Duane’s work has turned me into a zealot for the right to remain silent — and when I watched Baldwin blithely sign away his rights, I winced. (His talking to several reporters about the case would be a separate concern.)
Of course, we have no idea how Baldwin’s words will play in his case. But his case hints at the danger that innocent people with far less money and power than Baldwin can bring upon themselves by doing what they think is the “right thing” — talking to the police.
“The average American — even if they’re a highly sophisticated college graduate or a law school student — really doesn’t know an awful lot about the many different ways in which even innocent people can regret for the rest of their lives the biggest mistake of their lives, the decision to waive their Fifth Amendment right and agree to talk to the police,” Duane told me.
Looking beyond the Baldwin case, Duane argues that a key danger is that in trying to defend yourself to the police, you may unwittingly admit some wrongdoing. Navigating around such dangers is made all the more difficult because courts have given the police wide leeway to lie to people being interrogated.
“They will lie to you about what crime they are actually investigating,” Duane writes in his book, “whether they regard you as a suspect, whether they plan to prosecute you, what evidence they have against you, whether your answers may help you, whether your statements are off the record, and whether the other witnesses have agreed to talk to them — even about what those witnesses have or have not said.”
When you talk to the police, it’s unlikely that your whole story will be relayed to the jury during a trial.

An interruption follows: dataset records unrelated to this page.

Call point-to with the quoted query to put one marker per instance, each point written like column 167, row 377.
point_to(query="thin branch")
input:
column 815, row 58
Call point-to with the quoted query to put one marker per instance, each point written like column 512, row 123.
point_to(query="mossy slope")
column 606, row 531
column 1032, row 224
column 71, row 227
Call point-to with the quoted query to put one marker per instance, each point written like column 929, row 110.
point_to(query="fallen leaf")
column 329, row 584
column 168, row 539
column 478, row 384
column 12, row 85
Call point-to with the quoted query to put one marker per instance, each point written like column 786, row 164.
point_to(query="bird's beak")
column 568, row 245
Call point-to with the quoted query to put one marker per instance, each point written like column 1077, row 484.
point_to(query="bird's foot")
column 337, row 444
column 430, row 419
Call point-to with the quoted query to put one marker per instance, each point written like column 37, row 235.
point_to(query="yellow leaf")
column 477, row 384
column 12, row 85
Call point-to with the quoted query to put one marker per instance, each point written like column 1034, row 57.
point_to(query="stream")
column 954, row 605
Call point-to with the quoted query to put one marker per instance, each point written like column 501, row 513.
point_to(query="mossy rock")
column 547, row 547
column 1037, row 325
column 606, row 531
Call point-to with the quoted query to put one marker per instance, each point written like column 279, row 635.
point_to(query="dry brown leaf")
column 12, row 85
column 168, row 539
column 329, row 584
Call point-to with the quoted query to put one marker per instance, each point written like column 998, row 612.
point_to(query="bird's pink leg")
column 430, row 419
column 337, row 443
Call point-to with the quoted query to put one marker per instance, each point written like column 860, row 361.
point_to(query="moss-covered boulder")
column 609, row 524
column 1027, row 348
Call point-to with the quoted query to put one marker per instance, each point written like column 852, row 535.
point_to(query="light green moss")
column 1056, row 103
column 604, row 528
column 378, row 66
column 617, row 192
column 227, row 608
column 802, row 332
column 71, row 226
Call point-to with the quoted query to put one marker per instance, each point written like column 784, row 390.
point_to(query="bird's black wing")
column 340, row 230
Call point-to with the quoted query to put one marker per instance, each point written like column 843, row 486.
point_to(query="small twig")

Duane argues that federal and state rules of evidence make it much easier for prosecutors and the police to present damaging statements from an interrogation than for defense attorneys to present exculpatory information from the same interview. Say you vehemently deny shooting a man, explain that you’ve never owned a gun and don’t know how to shoot, and point out that you weren’t anywhere near the scene of the crime — but also admit, in passing, that, “Yeah, sure, I never liked the guy, but who did?” Even if all of that is true, Duane says, the jury might hear only the worst at trial, with an officer testifying, “He admitted to me that he never liked the guy.”
Duane says that while prosecutors can ask an officer who interviewed a defendant anything they want about the statement, hearsay rules can greatly limit what defense attorneys can elicit from the officer on cross-examination about other portions of the same statement.
Do these scenarios sound far-fetched? The data says otherwise. Since 1989, the Innocence Project has used DNA evidence to help exonerate 375 innocent people convicted of crimes. About 29 percent of the exonerated had been convicted in part because of false confessions. Research has found that most false confessions occur after interrogations lasting a half dozen hours or more and that virtually all involve police officers lying to suspects. Many also involve implicit promises of leniency that may give suspects the impression that talking is their only way out.
The Fifth Amendment is no mere formality. It is among the best defenses against government overreach that Americans enjoy. We should guard it vigorously. Anytime you’re asked to talk to the police about an incident you are involved in, there are just four words you need to say: “I want a lawyer.”